American historical geographer

Fred Bowerman Kniffen (January 18, 1900 – May 19, 1993) was an American geographer and distinguished professor in the Department of Geography and Anthropology at Louisiana State University for over 64 years. Kniffen had a background in anthropology, geography, and geology when he arrived at Louisiana State University in the late 1920s. While there, he made great strides in the Department of Geography and Anthropology that led to the development of new research areas, additional courses, and well trained graduate students. Kniffen stressed the importance of learning and understanding the history of geography, along with blending physical geography and anthropology with cultural geography. During Kniffen's time at Louisiana State University, he was an advocate for interdisciplinary research. Kniffen became a distinguished professor in the department in 1966, later becoming Boyd professor in 1967.
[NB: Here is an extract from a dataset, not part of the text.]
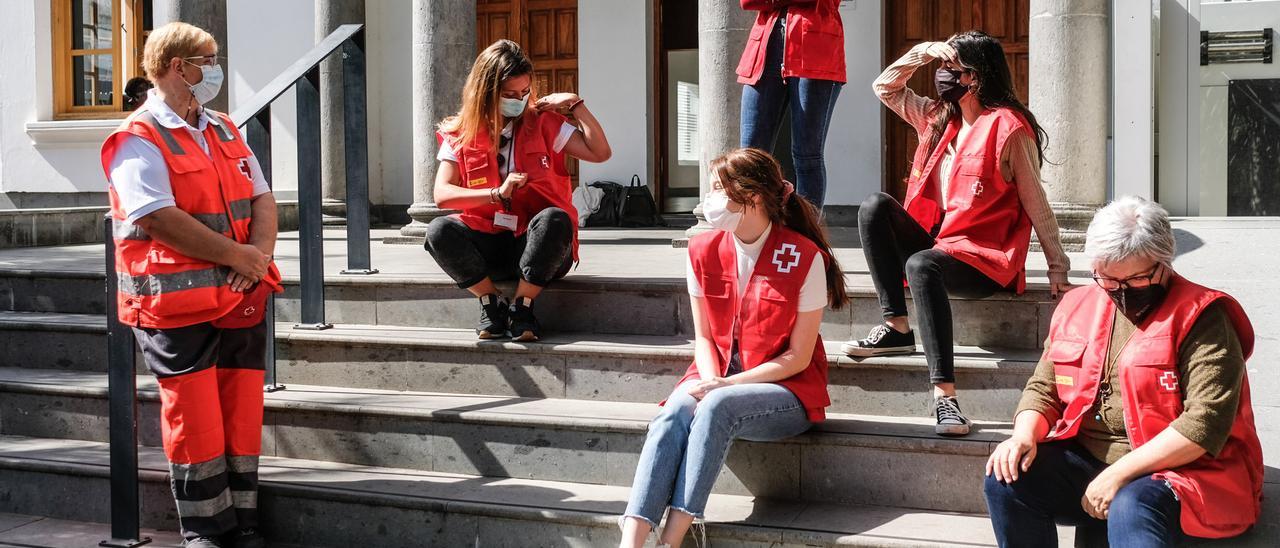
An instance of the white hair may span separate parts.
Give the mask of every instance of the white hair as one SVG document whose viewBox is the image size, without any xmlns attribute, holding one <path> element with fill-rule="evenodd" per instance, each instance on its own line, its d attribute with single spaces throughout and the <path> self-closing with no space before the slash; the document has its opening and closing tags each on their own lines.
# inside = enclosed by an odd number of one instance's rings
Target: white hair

==Early life and education==
Kniffen was born in Britton, Michigan, on January 18, 1900. Most of his ancestors were of English descent. Kniffen's father had many jobs while he was growing up, some of which included a lumberjack and a brickmaker. His mother was a school teacher who encouraged him to excel in his studies and instilled in him a passion for learning. When Kniffen was six years old, his family moved to Coffeyville, Kansas. There, he excelled in school and was able to skip a grade. The family then moved to Superior, Wisconsin after Kniffen's first year of high school. Once he completed high school, Kniffen enlisted in the army. After the army, Kniffen enrolled at the Superior State Normal School, where he earned college credits for three semesters. While taking courses at the Superior State, Kniffen had a strong desire to earn a university degree. He ultimately ended up transferring to the University of Michigan in Ann Arbor, Michigan. Kniffen graduated with a Bachelor of Arts (B.A.) degree in geology in 1922. After graduation, he bounced around from job to job, some of which included a pipe-fitter and a store keeper. Kniffen developed an interest in geography (especially the human aspect) during his undergraduate years at the University of Michigan as a result of long conversations with Carl O. Sauer. Therefore, he enrolled at the University of California, Berkeley to study geography and anthropology under Carl O. Sauer and Alfred L. Kroeber. Kniffen's doctoral research focused on the Colorado River Delta's cultural and natural landscape. Kniffen graduated with his Doctor of Philosophy (Ph.D.) degree in 1929.

== Career ==
Once Kniffen received his doctorate degree, he promptly took a position as an assistant professor at Louisiana State University in the fall of 1929. During this time, one of Kniffen's main job duties included formalizing the geography curriculum in the department in tandem with other colleagues. Kniffen's teaching load during his early years was very intense (15 – 20 hours per week), and included courses in forest geology, mineralogy, and a handful of courses in geography. In the beginning of Kniffen's career at Louisiana State University, the Departments of Geography and Anthropology were initially separate. Kniffen was the head of the Department of Anthropology before the merge (of Geography and Anthropology). During this time, he taught courses in geography as well. Kniffen's courses were said to be rigorous, but widely popular with students. He was said to have a passion and enthusiasm for geography along with a very strong work ethic.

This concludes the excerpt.